Angola's Civil War - by Victoria Brittain

Published 1998 by Pluto Press pp 108 ISBN 0 7453 1247 0

While hopes are rising that Angola has moved irreversibly towards a lasting peace away from its murderous Cold War-backed civil conflict, there remains the formidable task of stitching the country back together again and resuscitating its economy. For years Angola was all but ignored by English-speaking academics and journalists, but over the past three years there has been a comparative glut of accounts and analyses of the conflict and the prospects for its post-war future. These include: an incisive account by journalist Karl Maier of the war; a detailed report on international efforts and failures to police the peace-making by former UN Special Envoy to Angola Margaret Anstee ; and another by journalist Judith Matloff . The latest two books by the Guardian 's Deputy Foreign Editor, Victoria Brittain , and Portuguese diplomat Fernando Guimaraes are in different ways important additions to writing in English on Angola.

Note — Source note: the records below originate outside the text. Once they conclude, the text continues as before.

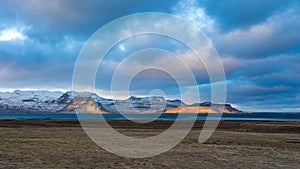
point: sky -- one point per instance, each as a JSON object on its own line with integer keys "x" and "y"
{"x": 258, "y": 43}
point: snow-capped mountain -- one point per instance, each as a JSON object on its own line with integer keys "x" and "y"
{"x": 86, "y": 102}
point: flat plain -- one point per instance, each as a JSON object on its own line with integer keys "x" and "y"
{"x": 235, "y": 144}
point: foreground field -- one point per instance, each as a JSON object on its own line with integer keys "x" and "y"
{"x": 235, "y": 144}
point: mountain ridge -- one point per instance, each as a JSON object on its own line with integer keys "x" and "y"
{"x": 43, "y": 101}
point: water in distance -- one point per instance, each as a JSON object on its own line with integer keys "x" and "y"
{"x": 246, "y": 116}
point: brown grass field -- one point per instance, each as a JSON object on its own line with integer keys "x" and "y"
{"x": 235, "y": 144}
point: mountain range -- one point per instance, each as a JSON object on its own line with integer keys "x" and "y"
{"x": 28, "y": 102}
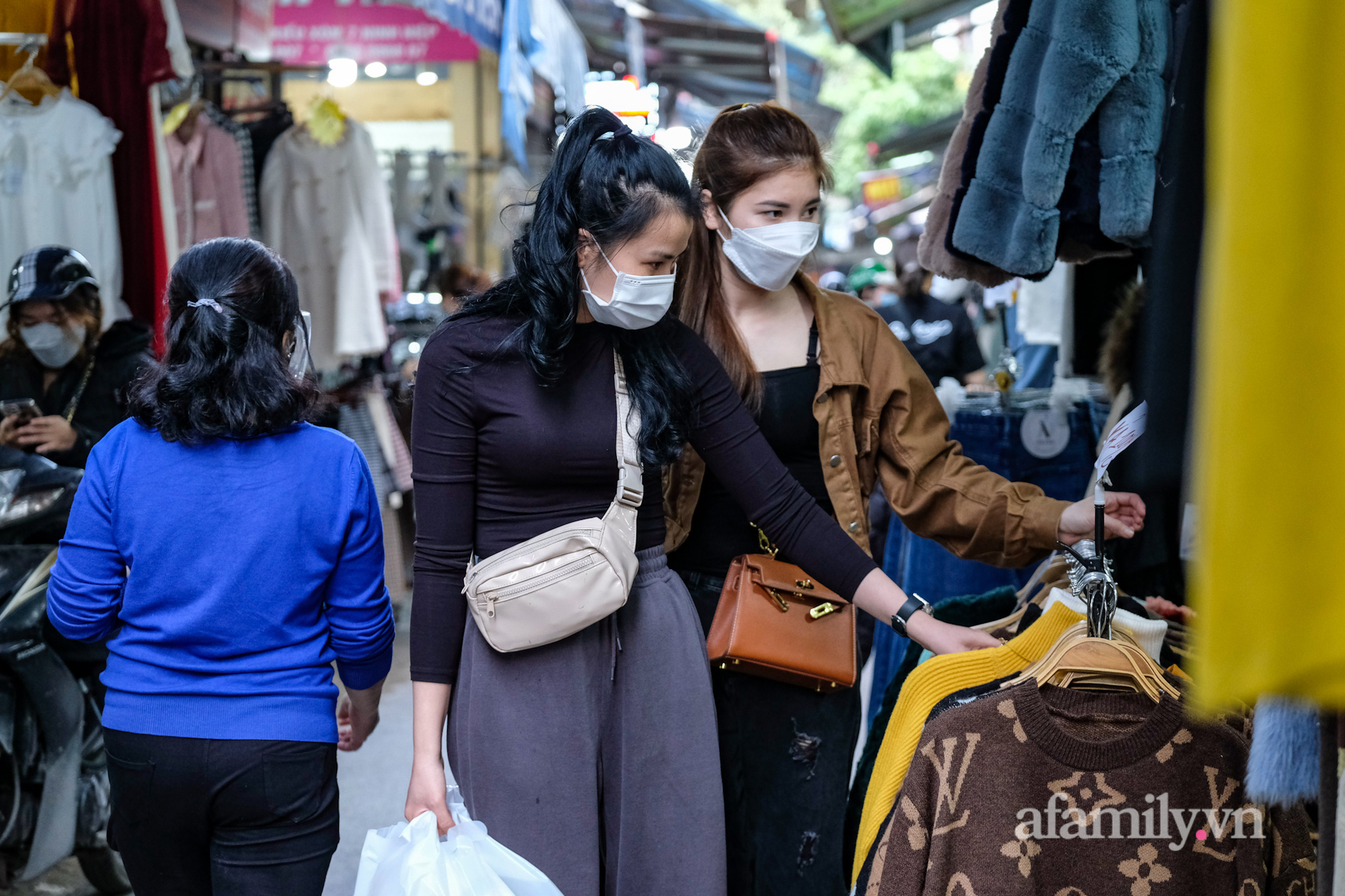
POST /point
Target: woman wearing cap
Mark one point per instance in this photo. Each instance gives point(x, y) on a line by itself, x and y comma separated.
point(845, 407)
point(59, 357)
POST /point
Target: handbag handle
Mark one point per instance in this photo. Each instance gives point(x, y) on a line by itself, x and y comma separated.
point(765, 541)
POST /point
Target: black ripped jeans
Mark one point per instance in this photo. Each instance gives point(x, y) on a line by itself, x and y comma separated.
point(786, 755)
point(223, 817)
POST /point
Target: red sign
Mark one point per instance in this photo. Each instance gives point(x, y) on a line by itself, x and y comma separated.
point(315, 32)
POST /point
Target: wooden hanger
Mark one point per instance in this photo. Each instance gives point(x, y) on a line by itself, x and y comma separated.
point(30, 77)
point(1079, 661)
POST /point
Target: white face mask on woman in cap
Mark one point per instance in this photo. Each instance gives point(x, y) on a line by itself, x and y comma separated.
point(53, 345)
point(769, 256)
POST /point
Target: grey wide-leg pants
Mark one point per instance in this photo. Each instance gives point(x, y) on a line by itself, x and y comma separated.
point(597, 758)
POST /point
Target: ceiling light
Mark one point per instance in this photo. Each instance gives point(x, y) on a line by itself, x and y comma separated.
point(344, 72)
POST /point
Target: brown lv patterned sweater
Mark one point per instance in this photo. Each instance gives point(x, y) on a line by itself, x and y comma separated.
point(1070, 792)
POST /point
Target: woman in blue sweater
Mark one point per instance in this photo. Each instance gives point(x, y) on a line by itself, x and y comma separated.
point(229, 553)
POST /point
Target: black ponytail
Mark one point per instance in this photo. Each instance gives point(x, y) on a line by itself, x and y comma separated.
point(614, 185)
point(231, 304)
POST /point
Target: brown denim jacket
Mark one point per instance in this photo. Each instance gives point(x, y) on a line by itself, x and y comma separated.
point(879, 417)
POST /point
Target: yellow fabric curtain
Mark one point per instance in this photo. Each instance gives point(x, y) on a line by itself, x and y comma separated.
point(1269, 579)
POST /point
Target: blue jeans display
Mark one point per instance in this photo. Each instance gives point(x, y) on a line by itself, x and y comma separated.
point(993, 438)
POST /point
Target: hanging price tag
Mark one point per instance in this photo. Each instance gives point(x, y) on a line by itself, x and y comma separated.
point(1130, 428)
point(326, 122)
point(177, 116)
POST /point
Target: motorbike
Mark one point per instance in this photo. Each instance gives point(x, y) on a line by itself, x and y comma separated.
point(54, 791)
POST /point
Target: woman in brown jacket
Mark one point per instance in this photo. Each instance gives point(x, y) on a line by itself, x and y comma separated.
point(844, 404)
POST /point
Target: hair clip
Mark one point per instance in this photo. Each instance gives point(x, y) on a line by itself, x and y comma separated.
point(619, 132)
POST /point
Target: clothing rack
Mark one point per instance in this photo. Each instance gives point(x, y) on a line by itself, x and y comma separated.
point(26, 41)
point(275, 72)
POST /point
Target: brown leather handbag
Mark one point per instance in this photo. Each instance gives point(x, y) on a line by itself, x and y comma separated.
point(775, 622)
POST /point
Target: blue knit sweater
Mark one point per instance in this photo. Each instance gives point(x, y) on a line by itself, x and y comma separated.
point(254, 564)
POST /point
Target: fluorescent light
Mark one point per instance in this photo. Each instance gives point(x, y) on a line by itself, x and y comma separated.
point(344, 72)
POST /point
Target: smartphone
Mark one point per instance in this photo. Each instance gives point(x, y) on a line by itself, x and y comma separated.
point(25, 408)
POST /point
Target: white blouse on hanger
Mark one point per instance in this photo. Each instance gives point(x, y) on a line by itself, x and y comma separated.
point(326, 210)
point(56, 189)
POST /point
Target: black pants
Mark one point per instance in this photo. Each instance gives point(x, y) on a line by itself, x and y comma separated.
point(786, 755)
point(198, 817)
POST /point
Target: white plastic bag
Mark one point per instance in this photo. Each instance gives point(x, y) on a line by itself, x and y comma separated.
point(412, 860)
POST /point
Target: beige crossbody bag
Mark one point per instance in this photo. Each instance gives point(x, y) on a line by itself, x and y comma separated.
point(567, 579)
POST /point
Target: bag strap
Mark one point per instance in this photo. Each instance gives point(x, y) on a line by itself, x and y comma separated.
point(630, 481)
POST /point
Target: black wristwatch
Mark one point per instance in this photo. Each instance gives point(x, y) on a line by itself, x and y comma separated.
point(915, 603)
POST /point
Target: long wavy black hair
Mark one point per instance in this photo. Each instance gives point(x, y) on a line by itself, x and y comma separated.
point(232, 304)
point(613, 185)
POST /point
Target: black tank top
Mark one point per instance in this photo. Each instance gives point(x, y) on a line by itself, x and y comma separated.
point(720, 530)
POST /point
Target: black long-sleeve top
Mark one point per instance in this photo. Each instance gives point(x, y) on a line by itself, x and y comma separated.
point(498, 459)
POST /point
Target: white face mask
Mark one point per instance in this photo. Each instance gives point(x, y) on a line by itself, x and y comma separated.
point(770, 256)
point(54, 346)
point(637, 302)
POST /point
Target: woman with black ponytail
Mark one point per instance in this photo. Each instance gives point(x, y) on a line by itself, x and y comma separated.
point(229, 553)
point(594, 756)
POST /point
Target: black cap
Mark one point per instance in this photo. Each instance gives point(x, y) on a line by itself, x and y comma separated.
point(48, 274)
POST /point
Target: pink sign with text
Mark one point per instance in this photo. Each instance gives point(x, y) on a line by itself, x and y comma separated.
point(315, 32)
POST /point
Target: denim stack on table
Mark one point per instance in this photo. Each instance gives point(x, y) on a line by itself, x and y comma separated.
point(1023, 442)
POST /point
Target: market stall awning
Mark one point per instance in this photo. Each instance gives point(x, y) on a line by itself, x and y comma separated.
point(874, 26)
point(705, 49)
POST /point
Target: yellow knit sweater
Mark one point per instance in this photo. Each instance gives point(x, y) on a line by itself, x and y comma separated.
point(923, 689)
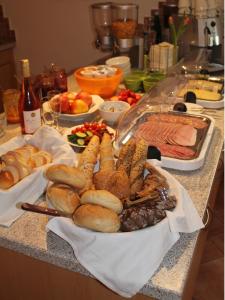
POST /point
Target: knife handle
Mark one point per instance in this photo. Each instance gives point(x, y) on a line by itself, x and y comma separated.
point(39, 209)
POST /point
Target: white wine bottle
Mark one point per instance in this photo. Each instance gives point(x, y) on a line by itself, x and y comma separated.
point(29, 104)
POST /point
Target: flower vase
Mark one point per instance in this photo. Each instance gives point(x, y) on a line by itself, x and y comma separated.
point(175, 54)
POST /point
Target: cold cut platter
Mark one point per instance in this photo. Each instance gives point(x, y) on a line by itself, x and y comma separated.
point(182, 138)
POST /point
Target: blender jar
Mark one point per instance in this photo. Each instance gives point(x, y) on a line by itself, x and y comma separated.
point(102, 18)
point(124, 23)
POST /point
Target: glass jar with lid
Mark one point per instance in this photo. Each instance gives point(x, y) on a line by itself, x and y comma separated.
point(124, 20)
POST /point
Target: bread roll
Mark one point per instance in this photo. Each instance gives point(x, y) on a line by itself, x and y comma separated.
point(88, 160)
point(103, 198)
point(63, 197)
point(66, 174)
point(137, 168)
point(39, 159)
point(7, 178)
point(106, 153)
point(96, 218)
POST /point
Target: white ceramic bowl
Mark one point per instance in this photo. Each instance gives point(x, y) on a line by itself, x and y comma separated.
point(118, 61)
point(111, 111)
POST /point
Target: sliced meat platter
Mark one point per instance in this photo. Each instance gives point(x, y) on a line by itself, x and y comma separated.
point(176, 136)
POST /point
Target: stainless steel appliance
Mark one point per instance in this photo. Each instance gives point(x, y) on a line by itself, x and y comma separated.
point(102, 18)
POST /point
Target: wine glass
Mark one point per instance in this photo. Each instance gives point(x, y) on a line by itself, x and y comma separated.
point(51, 113)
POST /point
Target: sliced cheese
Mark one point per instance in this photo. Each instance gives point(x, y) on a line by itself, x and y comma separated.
point(205, 85)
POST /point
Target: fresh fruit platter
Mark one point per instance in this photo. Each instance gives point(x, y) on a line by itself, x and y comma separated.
point(128, 96)
point(81, 135)
point(72, 106)
point(72, 103)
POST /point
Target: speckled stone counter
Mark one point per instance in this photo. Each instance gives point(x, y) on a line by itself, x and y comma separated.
point(28, 234)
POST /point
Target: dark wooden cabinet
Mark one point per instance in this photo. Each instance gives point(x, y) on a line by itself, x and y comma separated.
point(7, 69)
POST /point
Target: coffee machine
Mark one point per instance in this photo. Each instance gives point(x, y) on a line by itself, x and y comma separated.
point(116, 27)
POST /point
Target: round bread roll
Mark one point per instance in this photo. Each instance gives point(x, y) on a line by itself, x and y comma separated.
point(66, 174)
point(63, 197)
point(103, 198)
point(6, 179)
point(96, 218)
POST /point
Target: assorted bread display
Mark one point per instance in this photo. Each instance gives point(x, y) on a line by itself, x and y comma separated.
point(117, 197)
point(19, 163)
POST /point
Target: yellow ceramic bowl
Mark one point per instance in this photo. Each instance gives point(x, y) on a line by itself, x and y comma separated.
point(104, 87)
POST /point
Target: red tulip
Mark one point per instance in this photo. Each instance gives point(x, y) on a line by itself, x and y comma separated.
point(170, 20)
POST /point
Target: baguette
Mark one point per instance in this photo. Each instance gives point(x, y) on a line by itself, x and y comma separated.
point(106, 153)
point(137, 168)
point(88, 160)
point(63, 197)
point(16, 164)
point(8, 177)
point(103, 198)
point(125, 157)
point(61, 173)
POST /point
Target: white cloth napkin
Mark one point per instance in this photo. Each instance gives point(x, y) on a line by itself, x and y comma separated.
point(124, 262)
point(31, 187)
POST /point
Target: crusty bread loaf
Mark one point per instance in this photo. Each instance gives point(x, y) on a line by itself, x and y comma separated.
point(63, 197)
point(137, 168)
point(19, 163)
point(88, 160)
point(65, 174)
point(96, 218)
point(6, 179)
point(39, 159)
point(103, 198)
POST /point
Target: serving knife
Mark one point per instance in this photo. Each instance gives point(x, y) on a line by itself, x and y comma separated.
point(43, 210)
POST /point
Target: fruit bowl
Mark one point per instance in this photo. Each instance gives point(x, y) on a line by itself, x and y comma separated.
point(105, 87)
point(111, 111)
point(79, 136)
point(81, 117)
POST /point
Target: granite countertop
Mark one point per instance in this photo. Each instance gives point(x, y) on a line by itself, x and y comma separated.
point(168, 281)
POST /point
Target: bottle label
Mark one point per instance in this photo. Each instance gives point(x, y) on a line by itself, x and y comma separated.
point(32, 120)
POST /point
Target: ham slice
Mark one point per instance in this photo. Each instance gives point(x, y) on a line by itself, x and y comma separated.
point(185, 135)
point(185, 120)
point(162, 132)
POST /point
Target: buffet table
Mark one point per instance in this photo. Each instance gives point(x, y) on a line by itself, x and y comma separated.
point(40, 265)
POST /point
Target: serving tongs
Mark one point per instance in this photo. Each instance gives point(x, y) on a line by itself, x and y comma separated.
point(43, 210)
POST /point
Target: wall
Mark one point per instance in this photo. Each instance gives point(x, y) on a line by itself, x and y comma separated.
point(58, 31)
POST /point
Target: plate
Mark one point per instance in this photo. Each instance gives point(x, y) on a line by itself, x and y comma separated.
point(193, 108)
point(78, 148)
point(97, 100)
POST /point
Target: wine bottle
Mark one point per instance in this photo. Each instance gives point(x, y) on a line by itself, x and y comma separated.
point(29, 104)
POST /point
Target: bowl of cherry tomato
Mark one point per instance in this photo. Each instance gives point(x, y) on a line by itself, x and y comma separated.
point(79, 136)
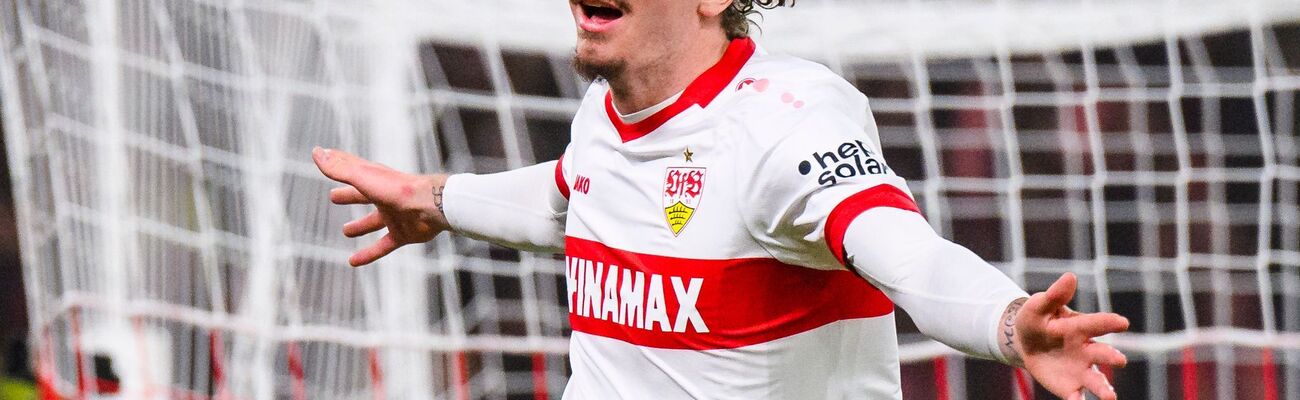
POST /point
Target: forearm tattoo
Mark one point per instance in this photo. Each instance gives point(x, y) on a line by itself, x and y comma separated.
point(1006, 330)
point(437, 198)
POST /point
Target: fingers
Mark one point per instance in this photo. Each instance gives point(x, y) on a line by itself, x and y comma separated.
point(1096, 383)
point(362, 226)
point(337, 165)
point(1104, 355)
point(347, 195)
point(1088, 325)
point(376, 251)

Brittain's book, based on repeated visits to the country between 1984 and 1996, has an unambiguous point of departure: 'It was a time of secrets, a time of polarisation and taking sides, with no middle way for impartial observers'. Sources are drawn either from the ranks of MPLA activists, the Angolan povo she met on her extensive travels, the victims of the civil war or from Angola's small class of urban-based intellectuals. Brittain makes no apologies for not interviewing UNITA officials nor for excluding 'Western diplomats'. The resulting work has no pretence of journalistic balance but is instead an impassioned description of how the 'Birth of Africa's Brightest Hope' at Angola's Independence in 1975 had by the early 1990s turned into the world's worst war. And it provides a valuable insight into the development of MPLA thinking in the post-independence years.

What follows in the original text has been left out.